Cho has been accused of evading inheritance taxes and embezzling company funds. His wife has been accused of multiple assaults on employees, some of which were caught on camera, and illegally hiring foreign housekeepers.
His two daughters also underwent investigations by law enforcement last year on similar assault charges. His first daughter Hyun-ah sparked outrage in the “nut rage” incident in 2014 by throwing a fit at cabin crew on her flight. The second daughter was embroiled in a “water rage” incident, for purportedly abusing an employee of a contracted ad agency.
The Cho family has become the main symbol of “gabjil,” where those with higher business status abuse their influence over those of inferior status.
The scandals have also raised concerns among investors for potentially hampering the airline and further, the group, with high risks associated with the ownership family.
The NPS decision was also considered to be in line with global and local advisers and foreign pension services.
Earlier, global and local advisers — Korea Corporate Governance Service, Institutional Shareholder Services and Sustinvest — all recommended the NPS vote against Cho’s re-election.
Foreign public pension services, including the State Board of Administration of Florida, Canada Pension Plan Investment Board and British Columbia Investment Management Corporation, shared the same view.
For the nation’s pension fund, the third-largest in the world with 640 trillion won ($571 billion) in assets, Korean Air was the first company put to the test since the adoption of the stewardship code last year that acts as a guideline for institutional investors to actively participate in corporate governance.

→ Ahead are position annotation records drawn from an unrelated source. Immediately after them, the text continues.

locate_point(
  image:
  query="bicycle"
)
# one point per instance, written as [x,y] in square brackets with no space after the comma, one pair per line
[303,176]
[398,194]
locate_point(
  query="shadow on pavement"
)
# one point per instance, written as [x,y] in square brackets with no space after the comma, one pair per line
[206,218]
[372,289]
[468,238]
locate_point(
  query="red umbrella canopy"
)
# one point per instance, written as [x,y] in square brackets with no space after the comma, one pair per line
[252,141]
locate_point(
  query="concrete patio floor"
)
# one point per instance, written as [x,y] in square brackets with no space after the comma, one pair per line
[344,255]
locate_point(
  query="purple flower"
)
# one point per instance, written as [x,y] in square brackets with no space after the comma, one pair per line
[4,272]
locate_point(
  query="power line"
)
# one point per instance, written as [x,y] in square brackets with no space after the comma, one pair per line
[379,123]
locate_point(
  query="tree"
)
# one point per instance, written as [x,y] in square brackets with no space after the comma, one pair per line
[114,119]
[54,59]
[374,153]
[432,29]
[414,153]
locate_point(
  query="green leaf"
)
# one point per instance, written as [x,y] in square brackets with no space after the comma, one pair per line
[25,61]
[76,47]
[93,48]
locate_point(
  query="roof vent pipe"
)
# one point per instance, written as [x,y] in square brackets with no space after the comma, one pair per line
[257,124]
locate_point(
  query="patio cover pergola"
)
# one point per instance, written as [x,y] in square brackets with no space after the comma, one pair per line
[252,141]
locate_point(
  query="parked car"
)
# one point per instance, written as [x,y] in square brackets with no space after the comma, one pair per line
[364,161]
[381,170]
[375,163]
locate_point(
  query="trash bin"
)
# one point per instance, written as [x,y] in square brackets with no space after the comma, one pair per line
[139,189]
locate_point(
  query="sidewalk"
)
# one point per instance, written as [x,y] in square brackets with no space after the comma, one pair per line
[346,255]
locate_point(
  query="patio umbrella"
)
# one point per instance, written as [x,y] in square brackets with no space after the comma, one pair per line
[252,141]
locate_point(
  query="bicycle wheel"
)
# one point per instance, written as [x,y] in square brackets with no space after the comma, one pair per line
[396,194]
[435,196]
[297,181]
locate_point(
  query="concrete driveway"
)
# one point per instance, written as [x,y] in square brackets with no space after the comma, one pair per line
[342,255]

The NPS adopted the code under growing pressure to apply stricter yardsticks on their investments, with growing risks from owners resulting in revenue and stock price drops.
Korean Air said, “Extending Cho’s term was voted down today. This is the loss of a director position and this does not mean the loss of his management rights.”
Cho’s family still retains a 33.3 percent stake of Korean Air and first son Cho Won-tae currently serves as a CEO of Korean Air. The ownership family also has a 29 percent stake in Hanjin Kal, the holding company of Korean Air.
Park Ju-gun, head of corporate analysis firm CEO Score, said Cho’s dismissal as director sends “a significant signal” to Korean conglomerates with the message that owners can also be ousted for wrongdoings.
There are currently 297 companies, including Samsung Electronics, Hyundai Motor, SK hynix, Naver and Posco, in which NPS holds more than 5 percent of shares.
On Tuesday, the NPS also voted against the term extension of SK Group Chairman Chey Tae-won, citing damage to shareholder rights and corporate value. Chey, on the other hand, was approved to extend his term during the firm’s shareholders meeting Wednesday.